Wednesday, 23 November 2022

Prime Time: The Counsellor (2013)

After all of these years hearing about The Counsellor, about how awful and bonkers it is, I finally got around to watching it. It is certainly bonkers, but it's also consistently entertaining throughout, simply giving viewers a great combination of a director and cast having fun with material that always seems poised to go in a dozen different directions at any one time.

Written by Cormac McCarthy, best known for writing the novels that both No Country For Old Men and The Road were based on, this is the tale of a counsellor (obviously) who decides to get involved with a potentially-lucrative drug deal. Things don't go according to plan, however, and the counsellor soon finds out that some actions can never be undone. He had been warned by people around him, but he assumed that there weren't any risks. How wrong he was.
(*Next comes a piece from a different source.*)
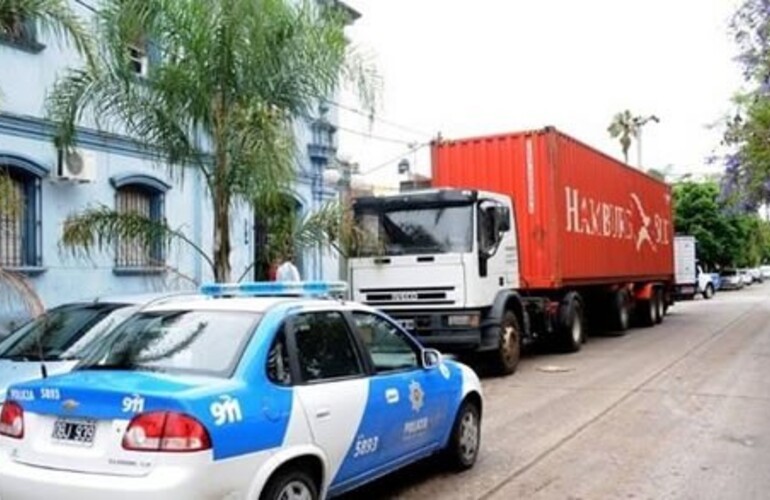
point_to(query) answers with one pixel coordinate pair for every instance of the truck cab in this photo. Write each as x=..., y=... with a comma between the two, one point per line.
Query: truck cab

Directed by Ridley Scott, this is a wild ride that clocks in with a runtime just shy of two hours. It doesn't need to be that long, a 90-minute movie would probably have worked just as well, but there's nothing here that isn't either intriguing or visceral and brilliant. I wanted to rewatch this as soon as the end credits started rolling. Although sometimes messy, it's always ready to show you something nasty in the most cinematic way possible, whether that is by keeping certain elements offscreen to make everything more palatable or by showing you some imagery that feels like it hasn't been depicted in movies before.
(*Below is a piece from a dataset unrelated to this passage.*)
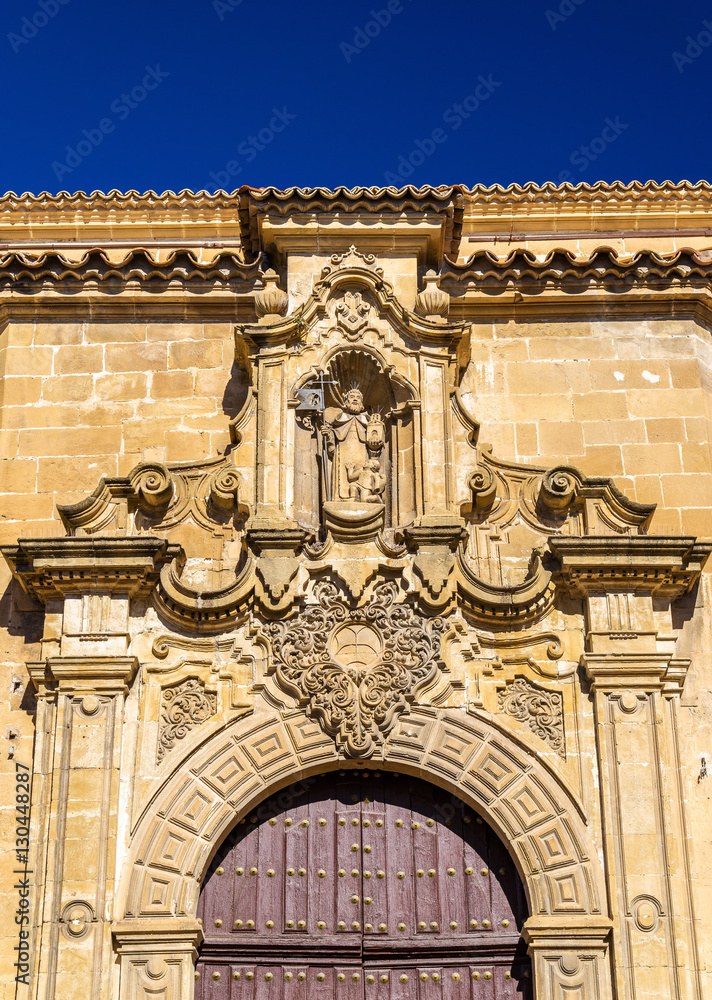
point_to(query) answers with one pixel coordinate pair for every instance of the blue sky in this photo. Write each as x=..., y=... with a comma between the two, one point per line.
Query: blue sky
x=219, y=93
It also helps that the cast are very game in their performances, with Cameron Diaz seeming to have the most fun she's had in a long time, playing a character who is always a number of steps ahead of the other main characters around her. She's also involved in the weirdest and wildest scene in the film, as Javier Bardem's character watches her "make love" to his car windscreen, and I have to give kudos to her for committing to a script with that moment in it. Bardem is hilarious in that moment, as well as being fairly amusing in many of his other scenes. Fassbender plays the titular counsellor, excellent at being all cool and confidence until things start to unravel, and Penélope Cruz is perfectly fine in the rather thankless role of his unwitting partner, Laura. Brad Pitt has a decent little role, someone who is also involved in the drug deal, but who seems much more aware of the high stakes, and there are excellent moments for Rosie Perez, Sam Spruell, Richard Brake, and some other familiar faces.
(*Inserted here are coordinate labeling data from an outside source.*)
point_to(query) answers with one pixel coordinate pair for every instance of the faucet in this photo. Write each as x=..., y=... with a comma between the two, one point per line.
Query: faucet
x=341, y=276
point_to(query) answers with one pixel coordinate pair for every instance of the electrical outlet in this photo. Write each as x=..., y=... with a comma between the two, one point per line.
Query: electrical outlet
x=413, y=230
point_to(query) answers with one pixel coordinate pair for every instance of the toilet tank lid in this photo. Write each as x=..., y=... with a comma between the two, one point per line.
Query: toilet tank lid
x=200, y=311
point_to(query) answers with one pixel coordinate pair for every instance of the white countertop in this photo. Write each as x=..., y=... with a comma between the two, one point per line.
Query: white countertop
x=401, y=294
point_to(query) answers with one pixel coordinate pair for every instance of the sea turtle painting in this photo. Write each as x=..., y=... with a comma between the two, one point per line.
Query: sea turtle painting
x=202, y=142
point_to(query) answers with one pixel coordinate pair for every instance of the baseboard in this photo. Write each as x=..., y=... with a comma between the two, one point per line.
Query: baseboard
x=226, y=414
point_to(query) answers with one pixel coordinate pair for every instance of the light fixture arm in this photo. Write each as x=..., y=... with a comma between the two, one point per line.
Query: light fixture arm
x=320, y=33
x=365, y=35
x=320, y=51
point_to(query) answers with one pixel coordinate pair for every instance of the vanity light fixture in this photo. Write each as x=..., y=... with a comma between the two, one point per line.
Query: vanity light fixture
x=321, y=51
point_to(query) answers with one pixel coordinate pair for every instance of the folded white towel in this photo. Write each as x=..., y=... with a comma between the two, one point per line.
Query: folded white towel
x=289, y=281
I can't quite explain why I loved this so much though. The script isn't great, not in terms of the actual dialogue anyway, and the randomness detracts from what should have been a coiled spring of a dark thriller, but it all worked. Maybe my low expectations helps (I try to keep things balanced, but it's difficult when a film has a solid reputation already, good or bad), or maybe the majority of people just didn't recognise this for the slice of brilliance that it is. Yeah, it must be that. There's no other possible explanation. I'm not sure I would recommend this to others, but I hope some people give it a chance, and maybe they'll unexpectedly love it as much as me.